Download and install "Telit LN94x Series Microsoft Windows Driver Installer" in you Windows 10 system, now the module should be detected correctly, check e.g. in device manager.

Download and open the "Telit LN94x Series AT Commands over MBIM Interface Helper Tool" application.
In the application, open the Telit LN94x MBIM device and send the AT command according to desired mode:

AT^SETMODE=0
Default mode, MBIM interface only for Windows.
Supported in Windows 10 systems.
USB VID: 1bc7 PID: 1900

AT^SETMODE=1
MBIM mode with serial interfaces
Supported in Windows 10 systems
USB VID: 1bc7 PID: 1901

AT^SETMODE=2
QMI/RMNET and serial interfaces
Supported in Linux systems
USB VID: 1bc7 PID: 1900

Sending the AT command should result in the cellular module automatically restarting with the new usb endpoint configuration exposed.
Please note that the Windows system do not load correct drivers for the module any longer after the USB endpoint configuration is changed.

Question

How do we configure the Simcom SIM7100, SIM7500 and SIM7600 series cellular modules for usage in Windows 8 and 10 systems and support Windows built-in connection manager?

Solution

The Simcom modules comes default set in a USB configuration used by Linux and Windows 7 systems.

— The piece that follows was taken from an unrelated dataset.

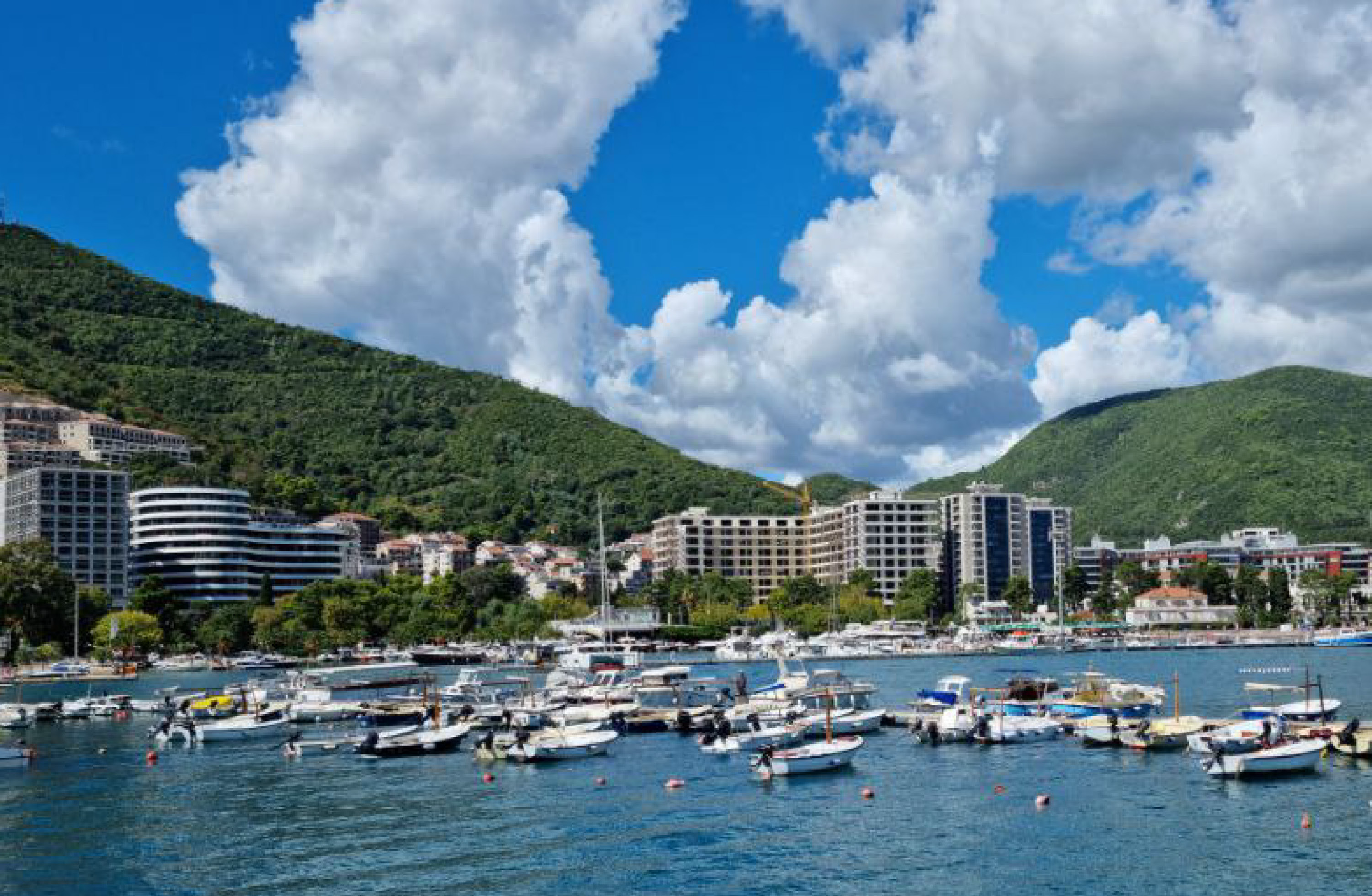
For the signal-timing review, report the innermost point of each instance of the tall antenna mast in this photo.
(600, 527)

If you want the module to be fully supported in Windows 8, 8.1, 10 systems and later and take advantage of the Windows integrated connection manager you have to do a one time configuration and set the module to expose Mobile Broadband Interface Model (MBIM) interface as bellow:

Start by installing the latest Simcom SIM7 series Windows drivers (instructions included in download package). They can be found on on our dedicated product web pages.

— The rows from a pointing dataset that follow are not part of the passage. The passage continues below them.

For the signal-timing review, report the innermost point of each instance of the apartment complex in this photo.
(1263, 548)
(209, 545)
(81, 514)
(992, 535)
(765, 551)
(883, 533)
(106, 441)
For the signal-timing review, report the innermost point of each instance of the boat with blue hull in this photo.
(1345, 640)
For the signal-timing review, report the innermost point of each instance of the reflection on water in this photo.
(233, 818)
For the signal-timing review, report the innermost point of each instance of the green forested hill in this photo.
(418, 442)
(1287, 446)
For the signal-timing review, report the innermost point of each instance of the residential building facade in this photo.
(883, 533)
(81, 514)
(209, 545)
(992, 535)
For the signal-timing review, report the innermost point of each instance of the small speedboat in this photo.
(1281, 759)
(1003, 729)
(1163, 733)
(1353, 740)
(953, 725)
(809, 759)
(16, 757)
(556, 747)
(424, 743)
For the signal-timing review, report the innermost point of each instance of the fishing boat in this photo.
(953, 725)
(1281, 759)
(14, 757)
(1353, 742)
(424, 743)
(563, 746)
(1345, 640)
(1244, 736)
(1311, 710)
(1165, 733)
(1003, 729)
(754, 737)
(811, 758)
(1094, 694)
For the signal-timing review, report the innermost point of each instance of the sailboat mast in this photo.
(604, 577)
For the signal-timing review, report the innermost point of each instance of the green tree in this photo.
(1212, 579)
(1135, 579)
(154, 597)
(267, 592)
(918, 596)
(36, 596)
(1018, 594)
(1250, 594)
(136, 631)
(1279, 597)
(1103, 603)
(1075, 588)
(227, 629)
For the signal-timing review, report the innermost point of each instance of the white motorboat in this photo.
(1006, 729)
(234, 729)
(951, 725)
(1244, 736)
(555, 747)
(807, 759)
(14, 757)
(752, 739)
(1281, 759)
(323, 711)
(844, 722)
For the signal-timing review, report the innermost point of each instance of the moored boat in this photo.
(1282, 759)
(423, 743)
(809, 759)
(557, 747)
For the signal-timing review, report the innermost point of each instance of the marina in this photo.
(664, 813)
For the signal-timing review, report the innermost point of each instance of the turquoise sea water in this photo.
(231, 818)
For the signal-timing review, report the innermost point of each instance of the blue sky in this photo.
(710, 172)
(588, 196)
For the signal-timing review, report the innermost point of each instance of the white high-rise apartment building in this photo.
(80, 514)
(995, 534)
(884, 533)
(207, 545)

In Windows device manager you can now find a serial interface called "SimTech HS-USB AT Port 9001 (COM5)" Memorize the COM* interface number in your system.

Open a command prompt with admin rights (right click Windows icon in bottom left corner). Copy and paste the command bellow, edit port number to match the one in your system and hit enter. The command will then be sent to module overt the serial interface.
ECHO AT+CUSBPIDSWITCH=9004,1,1 >\\.\COM5

If the command is received successfully by module, a restart of the cellular module will be performed and it appears with the new USB endpoints supporting Windows 8 systems and later.

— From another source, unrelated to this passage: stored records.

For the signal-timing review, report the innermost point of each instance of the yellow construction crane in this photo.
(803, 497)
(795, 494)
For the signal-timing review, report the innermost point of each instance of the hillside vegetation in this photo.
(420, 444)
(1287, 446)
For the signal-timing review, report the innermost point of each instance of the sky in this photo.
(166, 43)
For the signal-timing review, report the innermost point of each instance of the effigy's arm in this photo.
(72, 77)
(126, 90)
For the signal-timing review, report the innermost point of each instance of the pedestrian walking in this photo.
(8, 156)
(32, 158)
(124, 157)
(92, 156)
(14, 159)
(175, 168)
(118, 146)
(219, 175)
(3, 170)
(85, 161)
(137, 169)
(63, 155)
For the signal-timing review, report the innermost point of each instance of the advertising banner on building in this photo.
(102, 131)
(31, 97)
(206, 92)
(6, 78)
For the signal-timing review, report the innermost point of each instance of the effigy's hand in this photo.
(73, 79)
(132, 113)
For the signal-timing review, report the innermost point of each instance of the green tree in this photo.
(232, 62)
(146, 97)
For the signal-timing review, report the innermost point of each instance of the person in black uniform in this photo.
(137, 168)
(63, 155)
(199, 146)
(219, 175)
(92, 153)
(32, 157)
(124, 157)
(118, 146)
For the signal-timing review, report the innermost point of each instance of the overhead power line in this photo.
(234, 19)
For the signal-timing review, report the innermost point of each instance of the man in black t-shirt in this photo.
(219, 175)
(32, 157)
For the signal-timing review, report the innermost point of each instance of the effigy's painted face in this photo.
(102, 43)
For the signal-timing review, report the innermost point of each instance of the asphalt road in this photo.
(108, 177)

Make sure that all Simcom module end points are correctly loaded in Windows device manager, a system restart might be necessary also.

By clicking the Windows network connection symbol in the start bar or navigating to the "Cellular" topic in Windows system settings you can now activate the connection and configure APN details and enter PIN code if it is necessary for the cellular connection and subscription you have.